Quantum Cognition-Inspired EEG-based Recommendation via Graph Neural Networks
Jinkun Han, Wei Li, Yingshu Li, Zhipeng Cai
TL;DR
The paper addresses real-time EEG-based item recommendation by introducing QUARK, a framework that fuses Quantum Cognition Theory with Graph Convolutional Networks to infer user thoughts from EEG signals. It segments EEG with sliding windows, encodes segments into quantum spaces, and uses continuity and interference graphs to capture temporal dependencies for ranking items via a neural graph learner. The model is trained with a three-term loss including BPR, orthogonality, and continuity terms, and evaluated on the MindBigData EEG dataset, where QUARK outperforms classical baselines and demonstrates interpretable representations of user feelings and style. These results suggest a feasible path toward EEG-driven, real-time personalization and point to future potential in cross-domain and multi-source brain-computer interface applications.
Abstract
Current recommendation systems recommend goods by considering users' historical behaviors, social relations, ratings, and other multi-modals. Although outdated user information presents the trends of a user's interests, no recommendation system can know the users' real-time thoughts indeed.
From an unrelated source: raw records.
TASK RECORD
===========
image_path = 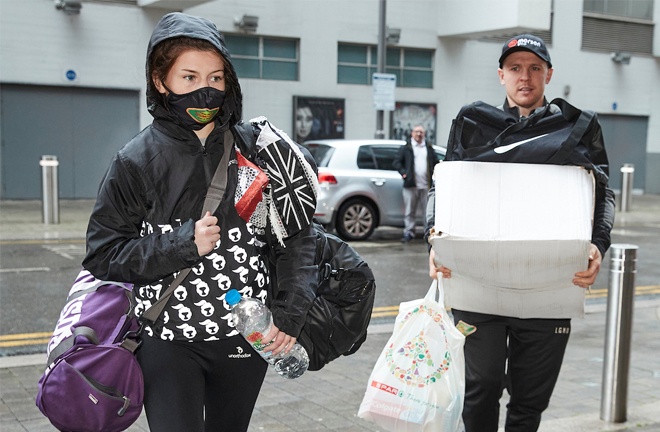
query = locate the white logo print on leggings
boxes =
[227,346,252,358]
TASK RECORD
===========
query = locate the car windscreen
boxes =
[303,143,335,167]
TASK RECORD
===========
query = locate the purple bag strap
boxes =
[140,129,234,324]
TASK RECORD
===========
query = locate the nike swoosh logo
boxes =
[494,134,548,154]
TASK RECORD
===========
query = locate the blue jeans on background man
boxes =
[401,188,428,242]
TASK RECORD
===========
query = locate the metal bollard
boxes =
[600,244,638,423]
[621,164,635,212]
[39,155,60,225]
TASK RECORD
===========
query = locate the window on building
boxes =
[225,35,299,81]
[582,0,653,54]
[337,43,433,88]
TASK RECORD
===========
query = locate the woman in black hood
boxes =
[83,13,318,432]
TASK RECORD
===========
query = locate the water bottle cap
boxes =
[225,289,241,306]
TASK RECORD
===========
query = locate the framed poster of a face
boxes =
[293,96,345,143]
[390,102,438,144]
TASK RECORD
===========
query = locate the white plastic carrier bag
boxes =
[358,277,465,432]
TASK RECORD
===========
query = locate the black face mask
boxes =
[163,84,226,130]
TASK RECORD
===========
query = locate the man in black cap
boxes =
[426,34,614,432]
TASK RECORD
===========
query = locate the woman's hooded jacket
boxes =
[83,13,318,341]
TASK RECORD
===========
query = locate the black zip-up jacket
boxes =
[425,99,614,256]
[394,139,438,188]
[83,15,318,341]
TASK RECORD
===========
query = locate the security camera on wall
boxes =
[55,0,82,15]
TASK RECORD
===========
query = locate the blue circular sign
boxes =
[66,69,78,81]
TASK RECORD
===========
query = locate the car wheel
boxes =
[335,199,376,241]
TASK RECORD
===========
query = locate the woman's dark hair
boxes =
[147,37,238,103]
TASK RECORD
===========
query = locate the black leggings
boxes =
[453,310,571,432]
[137,336,268,432]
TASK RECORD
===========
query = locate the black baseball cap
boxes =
[500,34,552,68]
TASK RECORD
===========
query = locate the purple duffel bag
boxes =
[36,270,144,432]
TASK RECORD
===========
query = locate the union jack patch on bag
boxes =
[250,117,318,244]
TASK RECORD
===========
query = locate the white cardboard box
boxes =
[429,161,594,318]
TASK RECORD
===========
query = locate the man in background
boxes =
[394,125,438,243]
With the development of brain-computer interfaces, it is time to explore next-generation recommenders that show users' real-time thoughts without delay. Electroencephalography (EEG) is a promising method of collecting brain signals because of its convenience and mobility. Currently, there is only few research on EEG-based recommendations due to the complexity of learning human brain activity. To explore the utility of EEG-based recommendation, we propose a novel neural network model, QUARK, combining Quantum Cognition Theory and Graph Convolutional Networks for accurate item recommendations. Compared with the state-of-the-art recommendation models, the superiority of QUARK is confirmed via extensive experiments.